Westerners Fight Back Over Land State Lawmakers Lobby To Ease Species Act, Timber Policies
Dozens of Western state lawmakers urged Congress on Monday to relax U.S. environmental regulations, beef up protection of private property rights and turn over hundreds of millions of acres of federal land to the states.
“Federal policies are creating rural ghettos,” said Melvin Brown, Republican speaker of the Utah House of Representatives.
Legislators and county commissioners representing 12 Western states gathered as members of the Western States Coalition to begin a week of meetings with their representatives in Congress.
“At the turn of the last century, the end of the gold rush created ghost towns,” said Gail Phillips, Republican speaker of the Alaska House of Representatives. “Now we are seeing the same things across the West in timber towns and other mining towns.”

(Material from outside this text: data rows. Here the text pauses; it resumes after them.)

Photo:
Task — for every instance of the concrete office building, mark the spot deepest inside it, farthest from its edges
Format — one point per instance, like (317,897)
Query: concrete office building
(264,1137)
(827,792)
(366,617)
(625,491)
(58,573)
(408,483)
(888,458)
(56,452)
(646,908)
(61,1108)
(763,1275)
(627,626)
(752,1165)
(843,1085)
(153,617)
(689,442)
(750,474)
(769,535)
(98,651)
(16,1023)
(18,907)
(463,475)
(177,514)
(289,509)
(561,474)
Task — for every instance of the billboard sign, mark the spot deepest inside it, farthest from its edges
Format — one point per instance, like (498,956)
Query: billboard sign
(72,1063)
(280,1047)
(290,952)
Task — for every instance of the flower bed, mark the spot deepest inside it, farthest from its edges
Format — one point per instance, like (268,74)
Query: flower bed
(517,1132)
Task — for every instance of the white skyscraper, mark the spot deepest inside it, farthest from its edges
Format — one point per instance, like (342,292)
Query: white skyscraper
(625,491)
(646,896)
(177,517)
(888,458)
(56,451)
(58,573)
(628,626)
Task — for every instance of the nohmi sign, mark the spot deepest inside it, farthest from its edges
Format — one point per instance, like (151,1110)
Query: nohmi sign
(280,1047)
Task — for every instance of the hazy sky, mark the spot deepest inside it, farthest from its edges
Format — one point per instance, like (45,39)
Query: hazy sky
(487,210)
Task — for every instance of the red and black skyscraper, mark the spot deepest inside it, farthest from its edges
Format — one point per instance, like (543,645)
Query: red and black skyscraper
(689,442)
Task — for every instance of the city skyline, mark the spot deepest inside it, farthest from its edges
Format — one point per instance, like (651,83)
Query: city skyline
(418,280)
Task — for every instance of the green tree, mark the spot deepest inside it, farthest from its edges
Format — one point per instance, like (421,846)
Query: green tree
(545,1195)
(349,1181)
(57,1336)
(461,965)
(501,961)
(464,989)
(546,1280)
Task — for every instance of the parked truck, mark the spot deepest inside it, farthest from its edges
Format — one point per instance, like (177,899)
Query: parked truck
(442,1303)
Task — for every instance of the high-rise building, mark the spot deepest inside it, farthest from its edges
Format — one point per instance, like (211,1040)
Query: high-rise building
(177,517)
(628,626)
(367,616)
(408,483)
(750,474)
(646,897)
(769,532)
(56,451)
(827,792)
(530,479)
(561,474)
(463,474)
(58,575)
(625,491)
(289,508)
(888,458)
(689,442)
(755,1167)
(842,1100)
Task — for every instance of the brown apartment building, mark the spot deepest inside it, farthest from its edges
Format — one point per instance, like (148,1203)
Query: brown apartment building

Rob Bishop, co-founder of the coalition, said it boasts more than 3,000 members representing 22 million people in the West.
He said it is a bipartisan group, although the politicians speaking at a news conference were Republicans and much of the criticism was directed at the Clinton administration.
Mark Killian, co-chairman of the coalition and speaker of the Arizona House of Representatives, said the organization was formed “out of the frustration with the policies of (Interior Secretary) Bruce Babbitt and the Clinton administration.
“Mr. Babbitt needs to come back to Arizona and visit his roots and talk to the people,” he said about the former Democratic governor.
The coalition unveiled a list of “12 Steps to Revive the West,” including replacing the Endangered Species Act “with a law that balances human and economic needs with needs of plants and animals.”